Tenir un journal de changements et des copies horodatées des configurations réduit le temps de restauration et améliore la traçabilité des interventions.
Outils de simulation pour le CCNA Module 2
Les environnements virtuels facilitent l'acquisition d'expérience pratique sans investissement matériel important. Cisco Packet Tracer convient pour des scénarios pédagogiques et la mise en pratique des commandes IOS de base, tandis que GNS3 permet d'émuler de véritables images IOS pour des topologies plus proches de la production. Ces outils supportent la configuration d'interfaces série, l'émulation de DCE/DTE, et la validation d'encapsulations telles que PPP et HDLC.
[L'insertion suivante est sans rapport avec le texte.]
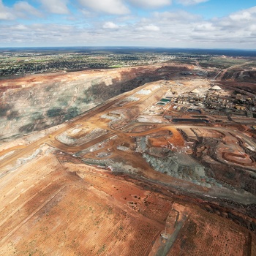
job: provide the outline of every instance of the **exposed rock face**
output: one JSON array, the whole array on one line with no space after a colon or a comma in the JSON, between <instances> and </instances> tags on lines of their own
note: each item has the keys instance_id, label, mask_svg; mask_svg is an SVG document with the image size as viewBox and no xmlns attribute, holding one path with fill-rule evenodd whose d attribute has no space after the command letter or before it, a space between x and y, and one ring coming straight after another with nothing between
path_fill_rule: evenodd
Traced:
<instances>
[{"instance_id":1,"label":"exposed rock face","mask_svg":"<svg viewBox=\"0 0 256 256\"><path fill-rule=\"evenodd\" d=\"M154 65L0 81L0 140L62 123L121 92L186 67Z\"/></svg>"}]
</instances>

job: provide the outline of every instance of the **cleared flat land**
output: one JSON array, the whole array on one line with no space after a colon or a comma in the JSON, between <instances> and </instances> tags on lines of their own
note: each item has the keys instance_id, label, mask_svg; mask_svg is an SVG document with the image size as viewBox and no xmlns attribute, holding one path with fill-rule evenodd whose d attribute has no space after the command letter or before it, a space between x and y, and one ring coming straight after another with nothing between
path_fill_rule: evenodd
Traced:
<instances>
[{"instance_id":1,"label":"cleared flat land","mask_svg":"<svg viewBox=\"0 0 256 256\"><path fill-rule=\"evenodd\" d=\"M0 255L255 255L254 119L190 123L197 86L148 83L1 145Z\"/></svg>"}]
</instances>

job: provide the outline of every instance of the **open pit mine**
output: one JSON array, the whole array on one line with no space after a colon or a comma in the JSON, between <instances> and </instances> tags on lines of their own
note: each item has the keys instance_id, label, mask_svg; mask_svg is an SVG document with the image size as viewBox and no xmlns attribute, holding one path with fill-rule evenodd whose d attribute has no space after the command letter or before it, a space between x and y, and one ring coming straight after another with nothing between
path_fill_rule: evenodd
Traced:
<instances>
[{"instance_id":1,"label":"open pit mine","mask_svg":"<svg viewBox=\"0 0 256 256\"><path fill-rule=\"evenodd\" d=\"M208 71L1 80L0 255L256 255L255 82Z\"/></svg>"}]
</instances>

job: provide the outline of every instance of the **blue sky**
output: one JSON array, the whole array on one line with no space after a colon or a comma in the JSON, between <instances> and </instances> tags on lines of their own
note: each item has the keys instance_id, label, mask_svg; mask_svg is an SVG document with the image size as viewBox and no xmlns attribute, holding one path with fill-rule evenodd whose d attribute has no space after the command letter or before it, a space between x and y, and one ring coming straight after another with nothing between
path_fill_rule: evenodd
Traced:
<instances>
[{"instance_id":1,"label":"blue sky","mask_svg":"<svg viewBox=\"0 0 256 256\"><path fill-rule=\"evenodd\" d=\"M0 47L256 49L255 0L0 0Z\"/></svg>"}]
</instances>

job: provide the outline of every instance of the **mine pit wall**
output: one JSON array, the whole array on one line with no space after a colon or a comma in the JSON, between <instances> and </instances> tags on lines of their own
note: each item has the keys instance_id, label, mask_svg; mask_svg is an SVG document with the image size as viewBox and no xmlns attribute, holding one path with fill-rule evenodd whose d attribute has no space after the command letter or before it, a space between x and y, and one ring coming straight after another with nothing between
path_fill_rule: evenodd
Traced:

Conseils d'utilisation : reproduire des topologies simples, tester des scénarios de bascule, capturer des sorties show et logs pour valider le comportement avant d'appliquer des modifications sur du matériel réel.
👤 Public visé
Destiné aux débutants souhaitant atteindre un niveau intermédiaire CCNA. Convient aux personnes ayant acquis les notions fondamentales du Module 1 (modèle OSI, adressage IPv4) et désirant apprendre la configuration de routeurs, le routage et le dépannage sous Cisco IOS. Le contenu s'aligne sur les objectifs de la certification Cisco CCNA et les bonnes pratiques de l'industrie.
Exercices pratiques et laboratoires CCNA 2
Jeux d'exercices et laboratoires guidés proposés pour valider la compréhension : scénarios d'adressage IP et calcul de masque de sous-réseau, configuration d'interfaces, mise en place de routes statiques et dynamiques, analyses de tables de routage et cas de dépannage. Chaque laboratoire propose des objectifs mesurables, une procédure pas à pas et des exercices corrigés permettant de comparer les sorties show et d'interpréter les résultats. Ces exercices s'effectuent aussi bien sur Packet Tracer que sur GNS3 pour rapprocher l'expérience du terrain.